What they found was the presence of echo chambers on both sides of the climate change debate — that influencers from both camps were surrounding themselves primarily with scientific information that reinforced their policy beliefs. But they also found that the echo chambers from the anti-emissions reductions camp used far fewer scientific sources to back up their opinions. So, the climate denier echo chamber sort of mimicked a situation where 20 people screamed one person’s scientific opinion so loudly that it seemed like 20 different scientific opinions. In the climate consensus echo chamber, there actually were 20 opinions.

To see how this looks, it’s useful to look at the data visualization in the study, which plotted the respective echo chambers of Rep. Ed Markey (D-MA), Sen. James Inhofe (R-OK), and two scientists. Both lawmakers agreed that there should be an “international binding commitment” to reduce greenhouse gas emissions, but Markey accepted that humans cause climate change while Inhofe — now one of the most famed climate deniers in Congress — did not.

The top of the graphic shows Markey on the top left, and Inhofe on the bottom left. On the top right is a Columbia University researcher who agrees with the consensus on climate change, and on the bottom right is a University of Alabama scientist who does not. Echo chambers are shown more or less when three of the same color dots are connected in a triangle.


CREDIT: Nature Climate Change

Among other things, the graphic shows that the people influencing Markey and the Columbia University scientist interacted more with each other, resulting in significantly more echo chambers than Inhofe and the University of Alabama scientist.
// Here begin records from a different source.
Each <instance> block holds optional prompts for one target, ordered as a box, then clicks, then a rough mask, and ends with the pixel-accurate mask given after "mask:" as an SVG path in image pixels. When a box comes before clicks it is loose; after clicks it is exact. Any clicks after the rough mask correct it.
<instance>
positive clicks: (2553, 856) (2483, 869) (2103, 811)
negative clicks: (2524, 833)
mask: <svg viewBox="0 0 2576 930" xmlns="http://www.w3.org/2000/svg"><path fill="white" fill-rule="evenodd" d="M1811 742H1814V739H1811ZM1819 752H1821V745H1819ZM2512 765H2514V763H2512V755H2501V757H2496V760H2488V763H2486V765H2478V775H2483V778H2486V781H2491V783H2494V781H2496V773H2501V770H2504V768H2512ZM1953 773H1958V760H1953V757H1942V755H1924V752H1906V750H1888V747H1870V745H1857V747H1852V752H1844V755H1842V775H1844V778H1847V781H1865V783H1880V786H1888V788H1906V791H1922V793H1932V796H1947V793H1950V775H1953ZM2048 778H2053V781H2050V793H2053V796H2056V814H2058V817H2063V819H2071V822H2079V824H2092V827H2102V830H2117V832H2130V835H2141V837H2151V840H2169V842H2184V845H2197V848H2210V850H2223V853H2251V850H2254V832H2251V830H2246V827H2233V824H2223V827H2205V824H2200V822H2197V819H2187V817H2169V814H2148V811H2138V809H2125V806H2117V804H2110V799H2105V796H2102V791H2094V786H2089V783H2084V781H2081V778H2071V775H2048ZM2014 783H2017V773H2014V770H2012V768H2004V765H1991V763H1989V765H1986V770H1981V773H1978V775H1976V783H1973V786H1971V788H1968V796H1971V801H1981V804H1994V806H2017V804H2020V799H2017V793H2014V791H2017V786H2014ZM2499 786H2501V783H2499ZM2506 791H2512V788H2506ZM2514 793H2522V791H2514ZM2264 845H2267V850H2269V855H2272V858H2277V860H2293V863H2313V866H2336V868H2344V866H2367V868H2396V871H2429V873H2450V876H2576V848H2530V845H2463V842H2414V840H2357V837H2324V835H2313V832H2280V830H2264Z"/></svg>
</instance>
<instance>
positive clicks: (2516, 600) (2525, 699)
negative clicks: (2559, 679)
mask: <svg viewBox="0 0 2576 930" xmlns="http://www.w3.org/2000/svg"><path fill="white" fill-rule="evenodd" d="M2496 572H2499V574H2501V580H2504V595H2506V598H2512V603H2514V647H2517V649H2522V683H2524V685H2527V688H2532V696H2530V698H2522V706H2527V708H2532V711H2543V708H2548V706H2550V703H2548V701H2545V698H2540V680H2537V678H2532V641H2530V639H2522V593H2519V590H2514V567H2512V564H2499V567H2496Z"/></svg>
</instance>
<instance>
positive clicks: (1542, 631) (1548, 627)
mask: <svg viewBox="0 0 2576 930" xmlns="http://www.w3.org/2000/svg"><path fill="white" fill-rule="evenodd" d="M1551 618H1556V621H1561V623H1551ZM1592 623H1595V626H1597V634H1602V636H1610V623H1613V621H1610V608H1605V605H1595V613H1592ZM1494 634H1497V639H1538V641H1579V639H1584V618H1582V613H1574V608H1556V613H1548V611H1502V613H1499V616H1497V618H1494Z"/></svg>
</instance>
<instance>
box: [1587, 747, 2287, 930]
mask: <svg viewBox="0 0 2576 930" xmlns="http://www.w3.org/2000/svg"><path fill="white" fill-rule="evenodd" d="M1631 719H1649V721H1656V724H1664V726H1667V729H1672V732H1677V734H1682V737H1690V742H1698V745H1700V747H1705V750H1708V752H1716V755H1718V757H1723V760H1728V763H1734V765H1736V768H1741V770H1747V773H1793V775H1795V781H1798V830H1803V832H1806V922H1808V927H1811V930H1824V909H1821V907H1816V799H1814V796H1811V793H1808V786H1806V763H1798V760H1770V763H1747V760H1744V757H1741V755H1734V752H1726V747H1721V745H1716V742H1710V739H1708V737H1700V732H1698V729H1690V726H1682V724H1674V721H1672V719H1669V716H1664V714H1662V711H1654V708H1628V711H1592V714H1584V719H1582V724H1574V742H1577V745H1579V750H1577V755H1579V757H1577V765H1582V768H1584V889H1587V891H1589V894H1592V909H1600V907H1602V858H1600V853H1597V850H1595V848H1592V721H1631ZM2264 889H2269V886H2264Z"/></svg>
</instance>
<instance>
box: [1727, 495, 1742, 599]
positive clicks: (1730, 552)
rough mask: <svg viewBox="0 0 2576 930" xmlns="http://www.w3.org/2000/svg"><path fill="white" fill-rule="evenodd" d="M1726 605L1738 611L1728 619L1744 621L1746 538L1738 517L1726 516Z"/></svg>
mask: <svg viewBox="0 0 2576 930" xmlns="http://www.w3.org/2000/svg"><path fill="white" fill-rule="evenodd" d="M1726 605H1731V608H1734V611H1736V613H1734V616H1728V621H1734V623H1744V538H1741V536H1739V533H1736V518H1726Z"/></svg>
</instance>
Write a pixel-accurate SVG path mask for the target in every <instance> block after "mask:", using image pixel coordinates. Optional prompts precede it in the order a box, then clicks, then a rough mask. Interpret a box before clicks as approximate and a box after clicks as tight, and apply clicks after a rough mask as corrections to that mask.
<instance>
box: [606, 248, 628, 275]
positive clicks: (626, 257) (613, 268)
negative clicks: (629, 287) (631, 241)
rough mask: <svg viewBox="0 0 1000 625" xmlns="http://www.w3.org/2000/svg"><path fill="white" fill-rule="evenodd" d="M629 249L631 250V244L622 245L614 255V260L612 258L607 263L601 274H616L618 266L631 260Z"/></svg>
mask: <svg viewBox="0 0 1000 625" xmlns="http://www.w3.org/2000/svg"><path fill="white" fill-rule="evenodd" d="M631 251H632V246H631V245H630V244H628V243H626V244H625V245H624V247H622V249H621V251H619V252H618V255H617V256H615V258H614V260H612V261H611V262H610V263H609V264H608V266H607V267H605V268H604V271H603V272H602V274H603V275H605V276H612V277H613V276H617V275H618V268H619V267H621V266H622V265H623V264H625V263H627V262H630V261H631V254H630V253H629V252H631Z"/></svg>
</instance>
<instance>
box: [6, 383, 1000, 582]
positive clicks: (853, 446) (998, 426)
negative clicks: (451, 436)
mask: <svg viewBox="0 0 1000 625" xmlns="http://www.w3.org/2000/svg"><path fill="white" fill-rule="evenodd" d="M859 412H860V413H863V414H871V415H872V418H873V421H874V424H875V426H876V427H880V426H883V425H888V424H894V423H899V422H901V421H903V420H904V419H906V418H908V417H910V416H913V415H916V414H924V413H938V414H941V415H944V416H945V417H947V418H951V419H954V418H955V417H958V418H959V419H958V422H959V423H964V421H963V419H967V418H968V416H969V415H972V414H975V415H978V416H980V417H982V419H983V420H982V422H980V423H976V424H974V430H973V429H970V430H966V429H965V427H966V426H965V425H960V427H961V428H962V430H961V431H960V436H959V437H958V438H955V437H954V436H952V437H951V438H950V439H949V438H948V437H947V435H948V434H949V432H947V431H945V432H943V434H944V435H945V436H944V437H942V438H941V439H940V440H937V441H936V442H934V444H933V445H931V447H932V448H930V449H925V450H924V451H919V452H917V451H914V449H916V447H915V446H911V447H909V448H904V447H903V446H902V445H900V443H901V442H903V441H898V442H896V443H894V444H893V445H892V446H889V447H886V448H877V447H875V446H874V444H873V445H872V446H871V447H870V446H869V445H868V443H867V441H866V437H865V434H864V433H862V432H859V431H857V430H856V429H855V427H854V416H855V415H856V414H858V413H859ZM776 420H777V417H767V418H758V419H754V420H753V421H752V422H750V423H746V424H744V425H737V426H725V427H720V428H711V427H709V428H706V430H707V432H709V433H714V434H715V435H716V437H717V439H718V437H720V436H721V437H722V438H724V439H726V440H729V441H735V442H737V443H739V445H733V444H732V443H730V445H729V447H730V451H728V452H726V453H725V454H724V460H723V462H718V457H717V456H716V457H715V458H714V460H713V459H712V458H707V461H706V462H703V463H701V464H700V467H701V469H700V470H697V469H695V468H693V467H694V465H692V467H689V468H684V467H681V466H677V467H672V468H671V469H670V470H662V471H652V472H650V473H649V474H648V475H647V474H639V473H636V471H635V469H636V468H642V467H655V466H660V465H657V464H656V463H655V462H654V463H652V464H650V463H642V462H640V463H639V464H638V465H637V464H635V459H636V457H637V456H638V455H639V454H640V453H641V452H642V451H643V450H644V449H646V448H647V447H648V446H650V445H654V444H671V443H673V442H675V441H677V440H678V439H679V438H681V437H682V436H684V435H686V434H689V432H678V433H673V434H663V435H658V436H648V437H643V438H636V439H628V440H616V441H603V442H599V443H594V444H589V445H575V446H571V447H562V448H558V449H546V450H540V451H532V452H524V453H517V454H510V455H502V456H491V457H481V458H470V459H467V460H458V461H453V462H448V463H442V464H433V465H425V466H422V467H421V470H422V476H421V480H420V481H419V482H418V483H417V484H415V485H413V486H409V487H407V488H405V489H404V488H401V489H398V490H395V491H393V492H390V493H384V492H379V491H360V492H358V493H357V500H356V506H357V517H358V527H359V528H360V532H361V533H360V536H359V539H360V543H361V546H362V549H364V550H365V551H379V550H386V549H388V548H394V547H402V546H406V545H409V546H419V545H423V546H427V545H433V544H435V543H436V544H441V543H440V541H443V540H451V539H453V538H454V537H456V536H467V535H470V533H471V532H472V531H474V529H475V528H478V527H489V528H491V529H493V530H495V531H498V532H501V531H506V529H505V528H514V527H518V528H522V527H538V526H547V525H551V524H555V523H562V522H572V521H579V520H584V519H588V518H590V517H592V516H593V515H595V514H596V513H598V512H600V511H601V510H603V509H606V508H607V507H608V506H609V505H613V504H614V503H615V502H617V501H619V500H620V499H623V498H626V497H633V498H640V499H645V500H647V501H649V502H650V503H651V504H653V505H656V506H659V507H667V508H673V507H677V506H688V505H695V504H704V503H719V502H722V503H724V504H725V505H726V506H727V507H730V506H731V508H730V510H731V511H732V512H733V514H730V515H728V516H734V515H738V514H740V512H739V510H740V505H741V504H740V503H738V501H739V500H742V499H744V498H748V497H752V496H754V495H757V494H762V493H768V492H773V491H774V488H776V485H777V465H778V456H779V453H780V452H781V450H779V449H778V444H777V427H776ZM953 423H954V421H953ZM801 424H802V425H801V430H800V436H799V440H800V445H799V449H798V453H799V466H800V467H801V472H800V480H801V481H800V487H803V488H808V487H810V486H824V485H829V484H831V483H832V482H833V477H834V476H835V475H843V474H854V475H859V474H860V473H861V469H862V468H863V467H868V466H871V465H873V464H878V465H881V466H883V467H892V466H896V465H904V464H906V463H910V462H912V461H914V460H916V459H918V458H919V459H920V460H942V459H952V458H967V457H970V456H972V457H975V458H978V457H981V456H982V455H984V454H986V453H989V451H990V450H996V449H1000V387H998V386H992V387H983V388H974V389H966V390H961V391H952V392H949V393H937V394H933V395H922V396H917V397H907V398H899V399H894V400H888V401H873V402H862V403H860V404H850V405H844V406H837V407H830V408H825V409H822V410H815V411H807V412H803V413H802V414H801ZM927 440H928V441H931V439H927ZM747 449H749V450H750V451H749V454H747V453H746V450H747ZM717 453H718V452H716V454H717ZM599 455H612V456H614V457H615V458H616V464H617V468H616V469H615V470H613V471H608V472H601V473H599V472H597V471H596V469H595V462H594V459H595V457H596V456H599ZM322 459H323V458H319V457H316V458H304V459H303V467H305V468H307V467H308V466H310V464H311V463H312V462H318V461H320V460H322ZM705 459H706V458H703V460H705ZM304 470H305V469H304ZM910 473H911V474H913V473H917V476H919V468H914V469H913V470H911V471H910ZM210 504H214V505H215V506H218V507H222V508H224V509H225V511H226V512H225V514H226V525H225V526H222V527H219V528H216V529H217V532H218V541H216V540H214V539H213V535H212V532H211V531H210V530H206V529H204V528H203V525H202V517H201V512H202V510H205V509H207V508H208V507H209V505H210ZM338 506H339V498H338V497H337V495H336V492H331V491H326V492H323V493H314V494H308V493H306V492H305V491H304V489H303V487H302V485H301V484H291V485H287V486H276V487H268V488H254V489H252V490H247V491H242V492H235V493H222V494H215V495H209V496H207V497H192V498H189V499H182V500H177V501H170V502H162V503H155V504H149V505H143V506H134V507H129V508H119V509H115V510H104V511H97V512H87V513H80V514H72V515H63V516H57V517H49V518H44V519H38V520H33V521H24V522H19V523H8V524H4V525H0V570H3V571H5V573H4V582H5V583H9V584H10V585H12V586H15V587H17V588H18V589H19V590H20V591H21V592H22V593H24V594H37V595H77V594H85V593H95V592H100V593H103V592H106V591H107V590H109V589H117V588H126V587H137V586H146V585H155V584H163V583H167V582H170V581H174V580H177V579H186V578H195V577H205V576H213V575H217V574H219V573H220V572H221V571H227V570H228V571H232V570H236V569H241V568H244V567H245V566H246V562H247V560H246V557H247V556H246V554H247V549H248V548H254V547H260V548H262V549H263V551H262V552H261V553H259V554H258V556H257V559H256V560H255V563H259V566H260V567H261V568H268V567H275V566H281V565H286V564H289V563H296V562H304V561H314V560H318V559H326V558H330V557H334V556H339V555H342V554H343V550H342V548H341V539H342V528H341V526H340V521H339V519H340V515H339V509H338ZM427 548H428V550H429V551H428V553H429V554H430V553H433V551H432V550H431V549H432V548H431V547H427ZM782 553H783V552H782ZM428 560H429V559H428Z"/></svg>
However, the Columbia scientist’s viewpoint was based on nearly double the number of sources than the Alabama scientist, and Markey’s viewpoint was based on nearly quadruple the number of actors of Inhofe’s.

In addition, Inhofe’s interactions in 2010 actually showed zero echo chambers. But, as the researchers pointed out, that’s because he only personally received information from one source, and it’s impossible to be on the receiving end of an echo chamber with only one source feeding you information.

Still, actual echo chambers were present in most of the prominent political actors denying climate change, and those chambers were based on far less peer-reviewed work than the chambers of their ideological opposites.

The reason this is harmful, according to the researchers, is that both ideologies’ echo chambers had a similar amount of political influence in the 2010 debate. In other words, the echo chambers distorted the state of science by making it seem like there was equal weight to both sides.

“[Echo chambers] are everywhere,” said Lorien Jasny, the lead author of the paper and a computational social scientist at SESYNC. “They’re on both sides, but as late they seem to be a tool for distorting consensus and amplifying minority positions.”